Solution: Ensure notification metadata is being passed from your agent. Claude Code Teams automatically sends notifications; custom agents need to write to stderr or use cmux's notification API.
Sidebar Metadata Missing
Problem: Git branch, PR status, or ports aren't showing.
Solution: Check preferences.json and ensure these are enabled:
{
"sidebar": {
"show_git_branch": true,
"show_pr_status": true,
"show_ports": true
}
}
SSH Sessions Dropping
Problem: Remote workspace disconnects after inactivity.
Solution: Enable SSH keepalive in your ~/.ssh/config:
Host *
ServerAliveInterval 60
ServerAliveCountMax 10
Performance Tips for Large Workspaces
- Limit simultaneous agents to 4–6 per workspace (cmux manages splits efficiently, but your shell's process limit matters)

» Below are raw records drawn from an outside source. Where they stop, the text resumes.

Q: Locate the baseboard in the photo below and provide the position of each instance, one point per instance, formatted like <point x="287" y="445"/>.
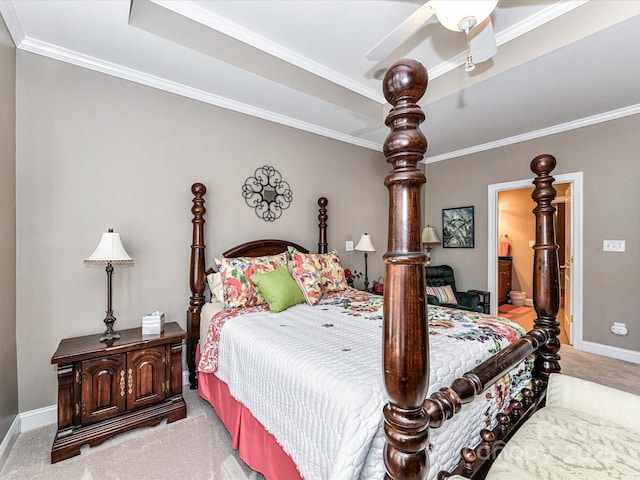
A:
<point x="612" y="352"/>
<point x="38" y="418"/>
<point x="41" y="417"/>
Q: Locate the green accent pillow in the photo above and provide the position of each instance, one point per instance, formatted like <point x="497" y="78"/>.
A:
<point x="278" y="288"/>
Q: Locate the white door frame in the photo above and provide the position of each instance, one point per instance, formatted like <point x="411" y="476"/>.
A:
<point x="576" y="238"/>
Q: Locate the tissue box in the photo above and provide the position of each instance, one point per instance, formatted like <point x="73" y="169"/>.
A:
<point x="153" y="323"/>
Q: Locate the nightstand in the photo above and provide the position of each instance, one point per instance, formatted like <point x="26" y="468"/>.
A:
<point x="108" y="388"/>
<point x="485" y="300"/>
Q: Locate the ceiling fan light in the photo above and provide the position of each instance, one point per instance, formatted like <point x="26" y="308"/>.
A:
<point x="454" y="15"/>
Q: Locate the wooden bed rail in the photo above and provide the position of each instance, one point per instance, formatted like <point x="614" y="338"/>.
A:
<point x="541" y="341"/>
<point x="407" y="415"/>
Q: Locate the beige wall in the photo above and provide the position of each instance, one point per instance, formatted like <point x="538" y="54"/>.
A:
<point x="608" y="155"/>
<point x="8" y="375"/>
<point x="96" y="152"/>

- Use separate workspaces for different projects—one workspace per project keeps notification noise low
- Close unused notification rings manually by clicking the pane—this clears the visual indicator
- Monitor listening ports via the sidebar to catch resource leaks early
Next Steps
Once cmux is running with Claude Code Teams:
- Explore the demo video on YouTube to see advanced workflows
- Read "The Zen of cmux" blog post on cmux.com for philosophy behind the design
- Join the Discord community to share agent workflows and get help
- Experiment with custom agents—cmux works with any CLI tool that outputs structured logs
Conclusion
cmux eliminates the learning curve of tmux while adding AI-specific features (notifications, agent metadata in the sidebar, Claude Code Teams integration). On macOS, it's the fastest way to go from "I need to run multiple AI agents" to "agents running with visual feedback." No config files, no keybinding memorization, just download the DMG and start working with your agents.